Sicario, Pembunuh Bayaran yang Dikenal di Amerika Latin
Staf Kedutaan Besar Republik Indonesia (KBRI) di Lima, Peru, Zetro Leonardo Purba, tewas ditembak diduga oleh pembunuh bayaran.
Komisaris Polisi Peru D Guivar Z mengatakan kasus ini merupakan pembunuhan pertama oleh pembunuh bayaran yang tercatat tahun ini di Kota Lince. Kepolisian Lince saat ini disebut tengah melakukan investigasi bersama dengan Seksi Investigasi Kriminal (SEINCRI).
Pembunuh bayaran atau dalam bahasa di Amerika Latin sering disebut Sicario, terbilang lazim di sana.
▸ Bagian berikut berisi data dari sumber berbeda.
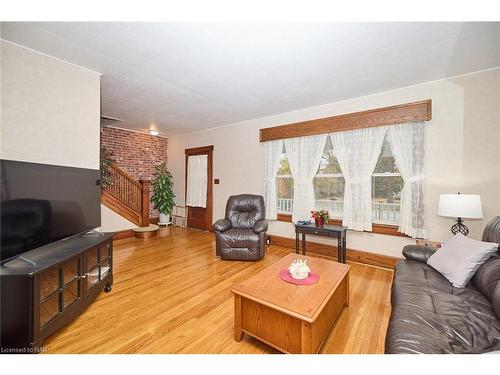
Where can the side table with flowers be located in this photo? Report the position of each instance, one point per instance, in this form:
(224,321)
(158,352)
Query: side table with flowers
(320,217)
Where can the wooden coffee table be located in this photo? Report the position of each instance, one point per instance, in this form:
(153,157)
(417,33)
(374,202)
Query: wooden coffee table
(291,318)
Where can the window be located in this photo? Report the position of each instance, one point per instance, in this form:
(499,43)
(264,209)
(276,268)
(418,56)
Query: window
(284,185)
(329,183)
(386,188)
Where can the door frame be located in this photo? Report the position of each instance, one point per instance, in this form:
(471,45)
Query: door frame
(205,150)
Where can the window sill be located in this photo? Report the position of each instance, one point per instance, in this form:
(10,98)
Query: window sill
(391,230)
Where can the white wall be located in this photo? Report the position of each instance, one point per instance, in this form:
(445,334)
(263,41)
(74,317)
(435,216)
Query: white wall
(463,152)
(112,222)
(50,109)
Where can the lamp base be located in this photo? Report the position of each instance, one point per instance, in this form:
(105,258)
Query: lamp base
(459,227)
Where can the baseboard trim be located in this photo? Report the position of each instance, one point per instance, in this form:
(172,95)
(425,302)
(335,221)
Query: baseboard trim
(358,256)
(123,234)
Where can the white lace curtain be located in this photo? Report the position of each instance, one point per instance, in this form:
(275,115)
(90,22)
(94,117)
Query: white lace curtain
(196,194)
(273,151)
(408,148)
(357,152)
(304,155)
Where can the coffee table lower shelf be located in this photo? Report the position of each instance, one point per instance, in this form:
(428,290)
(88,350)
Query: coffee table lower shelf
(284,330)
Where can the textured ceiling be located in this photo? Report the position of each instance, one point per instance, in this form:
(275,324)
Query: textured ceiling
(184,77)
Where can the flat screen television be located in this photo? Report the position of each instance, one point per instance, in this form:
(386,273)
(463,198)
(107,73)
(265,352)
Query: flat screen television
(43,203)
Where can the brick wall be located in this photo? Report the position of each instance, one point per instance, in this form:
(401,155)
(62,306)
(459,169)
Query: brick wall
(135,153)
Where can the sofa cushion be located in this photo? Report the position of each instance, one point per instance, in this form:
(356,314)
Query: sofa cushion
(429,315)
(460,257)
(495,300)
(488,276)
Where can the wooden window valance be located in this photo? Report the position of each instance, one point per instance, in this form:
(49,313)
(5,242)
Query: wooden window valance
(398,114)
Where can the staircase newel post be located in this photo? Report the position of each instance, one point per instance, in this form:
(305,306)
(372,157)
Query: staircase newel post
(145,202)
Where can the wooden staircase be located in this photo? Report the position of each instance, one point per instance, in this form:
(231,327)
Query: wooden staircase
(128,198)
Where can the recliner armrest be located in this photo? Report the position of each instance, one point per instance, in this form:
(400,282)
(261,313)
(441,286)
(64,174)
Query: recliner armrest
(260,226)
(418,252)
(222,225)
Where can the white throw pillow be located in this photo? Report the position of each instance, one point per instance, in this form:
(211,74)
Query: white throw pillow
(460,257)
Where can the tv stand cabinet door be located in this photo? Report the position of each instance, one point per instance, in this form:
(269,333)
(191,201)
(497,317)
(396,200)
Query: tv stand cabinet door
(57,297)
(98,268)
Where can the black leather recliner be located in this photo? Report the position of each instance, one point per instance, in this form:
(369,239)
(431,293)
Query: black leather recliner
(242,234)
(429,315)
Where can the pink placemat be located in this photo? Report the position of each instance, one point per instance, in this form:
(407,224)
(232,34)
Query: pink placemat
(311,279)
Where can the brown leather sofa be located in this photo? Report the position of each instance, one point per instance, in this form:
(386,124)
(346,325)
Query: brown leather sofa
(429,315)
(242,234)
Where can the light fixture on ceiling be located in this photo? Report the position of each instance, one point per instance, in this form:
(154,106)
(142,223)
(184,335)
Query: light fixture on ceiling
(154,132)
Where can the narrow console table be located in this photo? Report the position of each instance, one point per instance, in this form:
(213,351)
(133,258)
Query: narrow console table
(44,289)
(335,231)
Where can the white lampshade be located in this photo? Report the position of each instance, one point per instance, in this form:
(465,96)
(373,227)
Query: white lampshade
(466,206)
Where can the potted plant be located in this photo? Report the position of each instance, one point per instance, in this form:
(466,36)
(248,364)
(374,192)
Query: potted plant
(163,194)
(320,217)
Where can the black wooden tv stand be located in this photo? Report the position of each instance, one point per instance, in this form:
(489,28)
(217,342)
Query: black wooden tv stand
(44,289)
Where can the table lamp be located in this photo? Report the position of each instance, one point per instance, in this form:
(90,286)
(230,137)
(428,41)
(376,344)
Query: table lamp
(460,206)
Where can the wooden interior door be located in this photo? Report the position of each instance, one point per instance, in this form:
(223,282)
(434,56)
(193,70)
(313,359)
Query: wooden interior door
(199,217)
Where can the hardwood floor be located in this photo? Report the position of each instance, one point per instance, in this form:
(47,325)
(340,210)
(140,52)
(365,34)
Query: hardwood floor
(171,294)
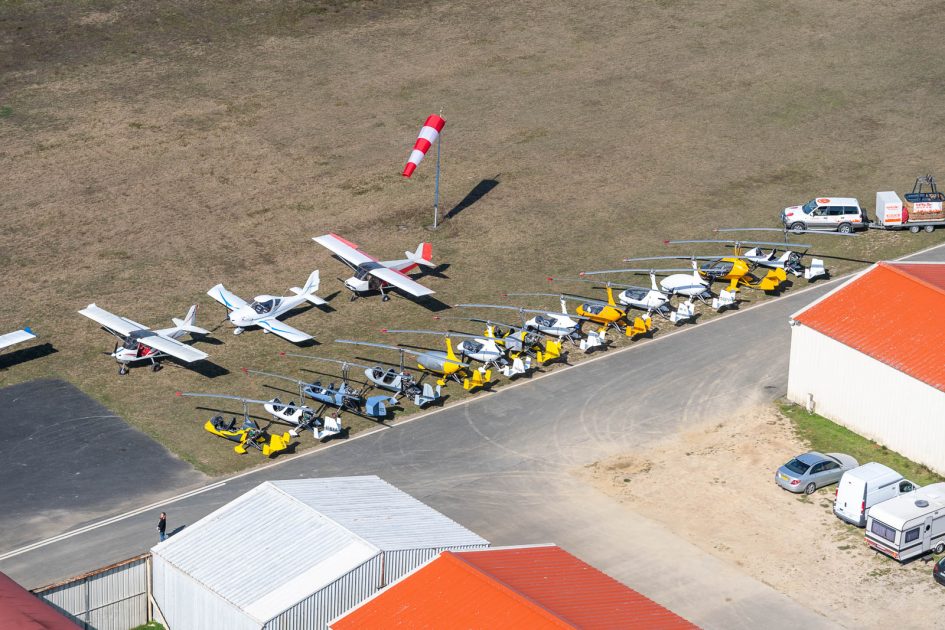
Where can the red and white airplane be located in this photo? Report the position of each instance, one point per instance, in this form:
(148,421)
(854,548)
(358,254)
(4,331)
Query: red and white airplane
(371,274)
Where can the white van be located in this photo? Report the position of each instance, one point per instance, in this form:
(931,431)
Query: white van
(910,525)
(863,487)
(842,214)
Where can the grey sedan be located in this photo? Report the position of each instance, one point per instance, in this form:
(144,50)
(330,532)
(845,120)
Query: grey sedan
(805,473)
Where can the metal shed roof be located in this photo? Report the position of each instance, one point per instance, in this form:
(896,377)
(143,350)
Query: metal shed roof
(381,514)
(21,610)
(265,551)
(534,587)
(892,313)
(285,540)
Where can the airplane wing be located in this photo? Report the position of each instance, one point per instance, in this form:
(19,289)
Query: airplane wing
(18,336)
(285,331)
(401,281)
(120,325)
(227,299)
(346,250)
(172,347)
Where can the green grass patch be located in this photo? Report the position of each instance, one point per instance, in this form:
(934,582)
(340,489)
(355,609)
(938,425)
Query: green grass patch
(824,435)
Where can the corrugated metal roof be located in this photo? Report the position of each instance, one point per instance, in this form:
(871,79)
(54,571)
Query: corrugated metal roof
(893,313)
(378,512)
(21,610)
(265,551)
(534,587)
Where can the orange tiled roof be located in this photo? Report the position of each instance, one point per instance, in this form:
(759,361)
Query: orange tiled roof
(526,587)
(894,312)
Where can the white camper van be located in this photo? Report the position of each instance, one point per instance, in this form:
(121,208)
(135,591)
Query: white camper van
(863,487)
(910,525)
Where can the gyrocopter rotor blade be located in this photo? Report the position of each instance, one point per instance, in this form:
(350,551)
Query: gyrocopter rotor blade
(413,353)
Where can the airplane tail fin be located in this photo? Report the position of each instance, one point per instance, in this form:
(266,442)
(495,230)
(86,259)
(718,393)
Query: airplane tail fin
(423,255)
(308,291)
(188,323)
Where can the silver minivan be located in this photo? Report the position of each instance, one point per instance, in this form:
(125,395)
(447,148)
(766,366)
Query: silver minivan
(842,214)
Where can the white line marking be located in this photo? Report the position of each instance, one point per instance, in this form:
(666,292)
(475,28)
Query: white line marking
(482,396)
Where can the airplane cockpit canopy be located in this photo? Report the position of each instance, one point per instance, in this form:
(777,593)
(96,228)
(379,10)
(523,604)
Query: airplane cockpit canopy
(264,304)
(718,267)
(472,347)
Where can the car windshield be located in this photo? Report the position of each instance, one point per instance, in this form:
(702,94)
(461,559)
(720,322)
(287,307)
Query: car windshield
(797,466)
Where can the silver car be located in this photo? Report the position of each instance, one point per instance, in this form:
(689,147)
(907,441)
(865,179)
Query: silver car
(805,473)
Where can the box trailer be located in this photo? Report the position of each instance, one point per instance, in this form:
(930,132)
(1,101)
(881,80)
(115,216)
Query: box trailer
(922,209)
(909,525)
(863,487)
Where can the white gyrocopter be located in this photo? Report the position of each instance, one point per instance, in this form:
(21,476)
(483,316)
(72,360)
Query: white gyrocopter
(136,342)
(790,260)
(371,274)
(481,348)
(264,311)
(15,337)
(692,286)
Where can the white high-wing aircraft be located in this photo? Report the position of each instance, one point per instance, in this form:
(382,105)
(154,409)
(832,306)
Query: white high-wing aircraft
(140,343)
(18,336)
(371,274)
(265,310)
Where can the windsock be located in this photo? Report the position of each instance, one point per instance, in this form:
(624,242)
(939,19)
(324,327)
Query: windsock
(428,134)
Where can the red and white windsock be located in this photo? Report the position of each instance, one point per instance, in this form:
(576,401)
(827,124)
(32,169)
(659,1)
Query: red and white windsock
(428,134)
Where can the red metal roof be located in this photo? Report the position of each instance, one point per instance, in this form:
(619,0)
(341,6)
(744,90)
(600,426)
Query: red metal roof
(21,610)
(894,312)
(522,587)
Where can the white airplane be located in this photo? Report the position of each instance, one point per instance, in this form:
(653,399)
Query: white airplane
(18,336)
(264,311)
(557,325)
(371,274)
(140,343)
(690,285)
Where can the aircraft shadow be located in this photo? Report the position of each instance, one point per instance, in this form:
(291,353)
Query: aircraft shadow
(26,354)
(207,369)
(480,190)
(207,339)
(237,414)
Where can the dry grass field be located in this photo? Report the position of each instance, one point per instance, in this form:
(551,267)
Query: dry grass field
(152,149)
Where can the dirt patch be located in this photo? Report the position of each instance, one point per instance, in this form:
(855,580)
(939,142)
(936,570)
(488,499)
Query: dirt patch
(713,486)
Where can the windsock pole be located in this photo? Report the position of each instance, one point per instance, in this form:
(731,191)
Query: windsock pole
(436,185)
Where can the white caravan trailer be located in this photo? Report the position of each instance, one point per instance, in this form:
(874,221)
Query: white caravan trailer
(910,525)
(865,486)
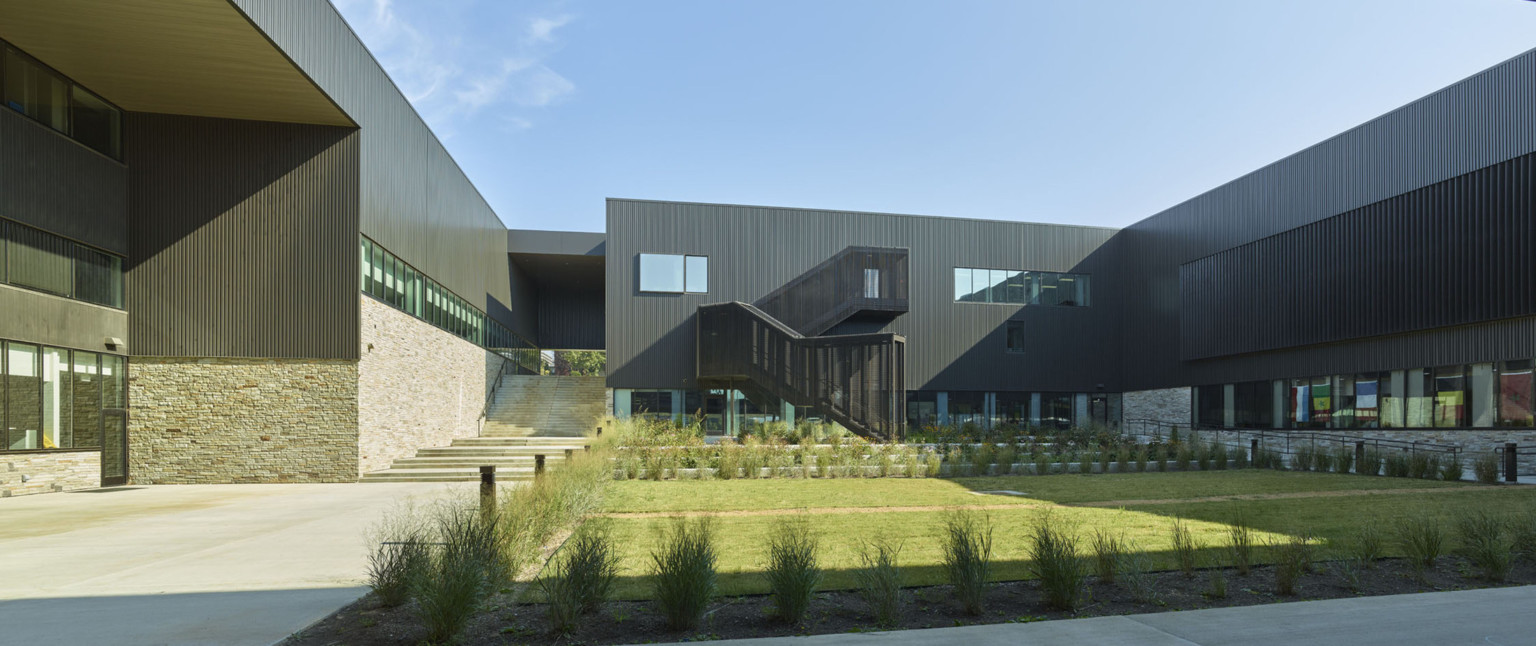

Kemiskinan dan perang gang narkoba menjadi salah satu penyebabnya.
The Telegraph pernah menurunkan liputan tentang para anak muda yang memilih profesi "pencabut nyawa" bayaran ini. Salah satunya Jonny. Jonny adalah seorang sicario atau pembunuh bayaran di kota kecil Caucasia di Kolombia utara.
Usianya lima belas tahun saat pertama kali kami bertemu di tahun 2013. Saat itu, ia telah membunuh orang selama dua tahun. Ia adalah anggota Klan Gulf dan telah membangun reputasi sebagai salah satu anggota terbaik mereka.
Dalam kaleidoskop konflik kriminal Kolombia, Klan Teluk merupakan salah satu kelompok kejahatan terorganisir terbesar di negara itu. Mereka memperdagangkan narkoba, manusia, dan emas, di antara barang-barang lainnya, tetapi di Kaukasus merekalah negara de facto.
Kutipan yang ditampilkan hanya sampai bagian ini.